Ogni albero della città, come tanti cittadini hanno riscontrato, ha un suo codice di riferimento e un numero dedicato, essendo inserito all’interno del bilancio arboreo cittadino a seguito delle valutazioni degli agronomi professionisti incaricati.

Si tratta, per gli abbattimenti delle alberature ad alto rischio, di sette alberi siti in via Alfieri (2 acacie, 2 Catalpa bignominoides, 2 pioppi cipressini, 1 Cupressus sempervivens), di due alberature attualmente a dimora nel viale della Pace (1 Oleander nerium, 1 Tillia), di due querce in via Dante Alighieri, di un albero in via Paolo Diana (Prunus Avium) e di una pianta in piazza Avis (Pinus pinea).

L’intervento viene affiancato un programma di nuove piantumazioni e di riforestazione della città.

Già con la delibera n. 119 del maggio 2020 “Approvazione delle linee guida per l’iniziativa Regala un albero alla tua città – Un albero per ogni nato”, l’Amministrazione Ponzanelli aveva posto le basi per quella che, a tutti gli effetti, è una vera e propria “rivoluzione” nella gestione del patrimonio verde pubblico, improntata alla sua valorizzazione e alla sicurezza pubblica.

Un percorso che non poteva che iniziare da una fase iniziale di censimento e valutazione puntuali.

Dall’incarico affidato alla Ditta Treelab srl per il censimento informatizzato e la valutazione delle condizioni fitostatiche dei primi 500 esemplari è emersa una diagnosi puntuale, albero per albero, pubblicata sul sito di geolocalizzazione VERDEGIS.

Ciascun albero è stato fotografato, geolocalizzato, esaminato e classificato secondo un grado di “propensione al cedimento” da un minimo a un massimo rischio.

Dei 500 esemplari esaminati 18 sono stati ritenuti ad alto rischio: per questi, come detto, stamani è iniziato l’abbattimento dei primi 13 esemplari; 32 piante sono invece rientrate in classe con frequenza di monitoraggio ogni 6 mesi /1 anno, 360 dovranno essere monitorati ogni anno, 69 alberi ogni 2 anni e 21 ogni 3 anni.

«Il verde urbano – dichiara l’assessore all’ambiente Barbara Campi – rappresenta un elemento decisivo per migliorare la qualità della vita in città e il patrimonio arboreo ne rappresenta la componente più importante.
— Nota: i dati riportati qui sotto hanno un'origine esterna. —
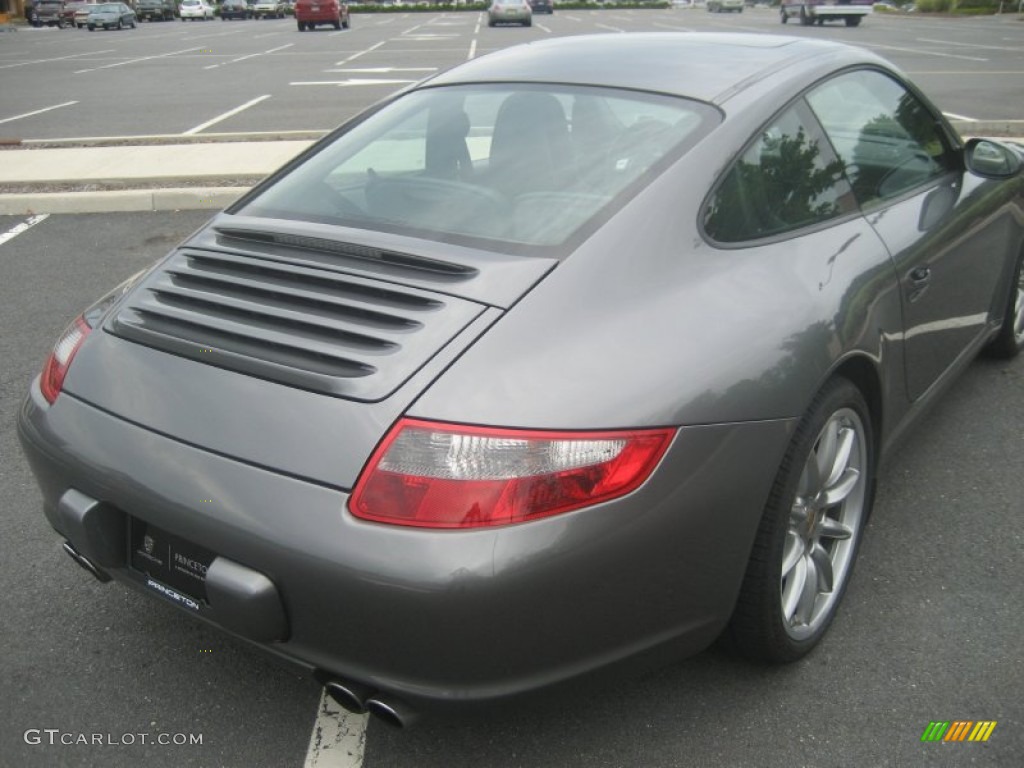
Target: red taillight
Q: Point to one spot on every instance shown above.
(64, 352)
(451, 476)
Gli alberi contribuiscono alla mitigazione del calore e del rumore, alla biodiversità e al livello estetico della città, oltre che contribuire alla depurazione dell’aria, alla difesa del suolo. Abbiamo iniziato un percorso importante che inizia a dare i primi risultati e contiamo che i nostri cittadini ci sostengano aderendo al programma di piantumazione di nuove alberature donando un albero per ogni nato alla nostra comunità».